Guam – Law enforcement agencies urged residents to turn over their bump stocks to comply with the federal ban that recently took effect. Gun owners may face up to 10 years in jail and a $250,000 fine for non-compliance.
Officials from the Bureau of Alcohol, Tobacco, Firearms (ATF) and the Guam Police Department made the announcement during a joint press conference on Thursday.
Acting Police Chief, Steve Ignacio and ATF Agent-in-Charge, Jeffrey Gaines announced that both agencies are partnering up to collect bump stocks from anyone who is in possession.
Ignacio said that this is not a local ban, rather it is a federal mandate and local police are working to get Guam compliant.
“We ask the community’s assistance and we ask for their cooperation. What we’re trying to do is prevent them from violating the law,” Ignacio said, adding, “The last thing we want to do is to not provide the opportunity for people to come in and be caught in a situation where they are not aware of the change in law.”

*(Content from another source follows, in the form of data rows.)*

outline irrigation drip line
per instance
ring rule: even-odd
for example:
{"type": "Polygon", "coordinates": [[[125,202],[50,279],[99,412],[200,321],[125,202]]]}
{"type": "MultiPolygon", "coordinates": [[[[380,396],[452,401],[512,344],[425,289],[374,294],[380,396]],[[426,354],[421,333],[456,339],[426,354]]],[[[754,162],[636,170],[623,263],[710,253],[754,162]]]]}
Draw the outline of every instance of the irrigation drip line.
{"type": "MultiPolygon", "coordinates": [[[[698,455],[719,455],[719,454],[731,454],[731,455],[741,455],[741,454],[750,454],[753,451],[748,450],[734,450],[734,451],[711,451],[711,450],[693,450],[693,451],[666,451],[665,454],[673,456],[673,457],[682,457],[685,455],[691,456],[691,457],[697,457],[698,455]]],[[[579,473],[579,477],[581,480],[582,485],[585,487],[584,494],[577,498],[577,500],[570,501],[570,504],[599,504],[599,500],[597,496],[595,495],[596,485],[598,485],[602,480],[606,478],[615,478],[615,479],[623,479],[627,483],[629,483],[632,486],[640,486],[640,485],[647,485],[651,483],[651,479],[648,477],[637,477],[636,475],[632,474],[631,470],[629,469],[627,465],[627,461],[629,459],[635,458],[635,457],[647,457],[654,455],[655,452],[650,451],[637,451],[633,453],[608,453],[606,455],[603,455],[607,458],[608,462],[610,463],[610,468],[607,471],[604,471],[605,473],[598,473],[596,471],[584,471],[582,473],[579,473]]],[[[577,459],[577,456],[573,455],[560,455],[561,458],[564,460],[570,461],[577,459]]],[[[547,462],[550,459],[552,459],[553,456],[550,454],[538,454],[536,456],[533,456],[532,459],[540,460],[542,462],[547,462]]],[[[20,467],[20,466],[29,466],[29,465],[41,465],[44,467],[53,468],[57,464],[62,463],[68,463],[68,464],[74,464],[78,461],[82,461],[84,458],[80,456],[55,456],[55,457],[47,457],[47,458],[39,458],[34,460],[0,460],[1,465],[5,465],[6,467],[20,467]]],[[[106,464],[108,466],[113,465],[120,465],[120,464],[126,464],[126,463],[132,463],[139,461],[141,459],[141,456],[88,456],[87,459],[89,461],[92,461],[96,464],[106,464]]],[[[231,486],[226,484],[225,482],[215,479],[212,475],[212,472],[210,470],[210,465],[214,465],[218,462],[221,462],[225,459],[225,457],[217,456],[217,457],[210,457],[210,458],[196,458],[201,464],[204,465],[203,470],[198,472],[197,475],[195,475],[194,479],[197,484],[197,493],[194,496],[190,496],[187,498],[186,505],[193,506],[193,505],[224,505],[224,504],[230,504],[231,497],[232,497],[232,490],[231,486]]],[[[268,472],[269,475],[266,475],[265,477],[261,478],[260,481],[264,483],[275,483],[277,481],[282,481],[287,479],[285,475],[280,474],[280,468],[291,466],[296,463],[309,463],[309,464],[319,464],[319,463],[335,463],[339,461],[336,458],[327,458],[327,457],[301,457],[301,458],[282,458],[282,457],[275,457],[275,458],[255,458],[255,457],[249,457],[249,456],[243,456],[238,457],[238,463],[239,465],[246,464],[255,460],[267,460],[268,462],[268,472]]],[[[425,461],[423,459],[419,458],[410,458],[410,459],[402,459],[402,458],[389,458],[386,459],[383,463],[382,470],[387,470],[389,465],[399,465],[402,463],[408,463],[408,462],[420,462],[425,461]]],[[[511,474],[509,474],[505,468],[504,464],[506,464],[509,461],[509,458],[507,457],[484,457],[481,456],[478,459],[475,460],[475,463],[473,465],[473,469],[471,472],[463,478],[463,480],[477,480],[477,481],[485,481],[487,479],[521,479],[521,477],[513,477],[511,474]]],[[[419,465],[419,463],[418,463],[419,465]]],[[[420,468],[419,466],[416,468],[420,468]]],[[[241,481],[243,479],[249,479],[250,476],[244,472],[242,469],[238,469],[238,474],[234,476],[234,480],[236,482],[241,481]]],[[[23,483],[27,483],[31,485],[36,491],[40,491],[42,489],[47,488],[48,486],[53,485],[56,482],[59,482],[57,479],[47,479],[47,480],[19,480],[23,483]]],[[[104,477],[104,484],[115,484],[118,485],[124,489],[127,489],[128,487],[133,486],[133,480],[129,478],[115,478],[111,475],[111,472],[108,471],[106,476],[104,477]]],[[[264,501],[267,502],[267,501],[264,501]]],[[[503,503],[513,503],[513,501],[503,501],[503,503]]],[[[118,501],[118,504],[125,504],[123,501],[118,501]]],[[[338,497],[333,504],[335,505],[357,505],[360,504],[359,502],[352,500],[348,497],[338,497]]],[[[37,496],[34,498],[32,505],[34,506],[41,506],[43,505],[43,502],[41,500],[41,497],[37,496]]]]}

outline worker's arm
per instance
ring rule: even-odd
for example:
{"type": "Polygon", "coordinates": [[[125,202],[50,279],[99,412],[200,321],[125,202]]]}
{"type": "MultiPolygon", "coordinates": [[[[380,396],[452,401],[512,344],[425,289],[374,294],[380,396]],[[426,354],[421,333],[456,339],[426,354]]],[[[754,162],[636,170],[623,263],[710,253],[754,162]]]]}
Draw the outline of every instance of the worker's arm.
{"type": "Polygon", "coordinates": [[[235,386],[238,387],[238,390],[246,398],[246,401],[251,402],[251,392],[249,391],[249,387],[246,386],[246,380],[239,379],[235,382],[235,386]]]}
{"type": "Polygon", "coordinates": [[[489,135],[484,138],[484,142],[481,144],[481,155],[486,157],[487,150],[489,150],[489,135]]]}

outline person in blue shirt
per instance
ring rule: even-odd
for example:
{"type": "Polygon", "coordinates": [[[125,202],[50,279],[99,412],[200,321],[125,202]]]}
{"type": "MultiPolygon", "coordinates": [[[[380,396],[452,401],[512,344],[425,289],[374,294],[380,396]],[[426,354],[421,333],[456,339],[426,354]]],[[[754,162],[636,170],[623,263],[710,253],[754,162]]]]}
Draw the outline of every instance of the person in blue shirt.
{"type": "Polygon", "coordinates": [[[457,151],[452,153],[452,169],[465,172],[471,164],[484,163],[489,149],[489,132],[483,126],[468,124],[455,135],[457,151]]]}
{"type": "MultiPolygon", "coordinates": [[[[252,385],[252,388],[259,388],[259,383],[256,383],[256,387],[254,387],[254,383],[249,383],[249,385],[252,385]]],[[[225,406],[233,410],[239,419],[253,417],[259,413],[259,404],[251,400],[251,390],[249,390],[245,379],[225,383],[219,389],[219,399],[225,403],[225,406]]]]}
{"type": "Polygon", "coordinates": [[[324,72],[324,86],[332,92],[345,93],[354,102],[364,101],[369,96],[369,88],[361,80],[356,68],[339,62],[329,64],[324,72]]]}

Gaines described a bump stock as an accessory that enables a semi-automatic weapon to fire multiple rounds with one pull of the trigger.
“A bump stock in itself basically harnesses the recoil from that semi-automatic pistol and allows it to be able to expend more than one round from a single pull of the trigger,” Gaines said.
The federal government reviewed the legality of owning these devices following the Las Vegas shooting incident in 2017. The gunman used the device and killed more than 50 people.
In December, the Department of Justice, without congressional approval, issued a rule banning the attachment retroactively. Some argued that this action directly violates the Constitution and sets a dangerous precedent.
The schedule for the voluntary surrender is as follows:
- Dededo precinct – Monday, April 22;
- Hagatna precinct – Wednesday, April 24, and;
- Agat precinct – Monday, April 29.
All precinct locations will be accepting bump stocks from 4:00 p.m. to 7::00 p.m.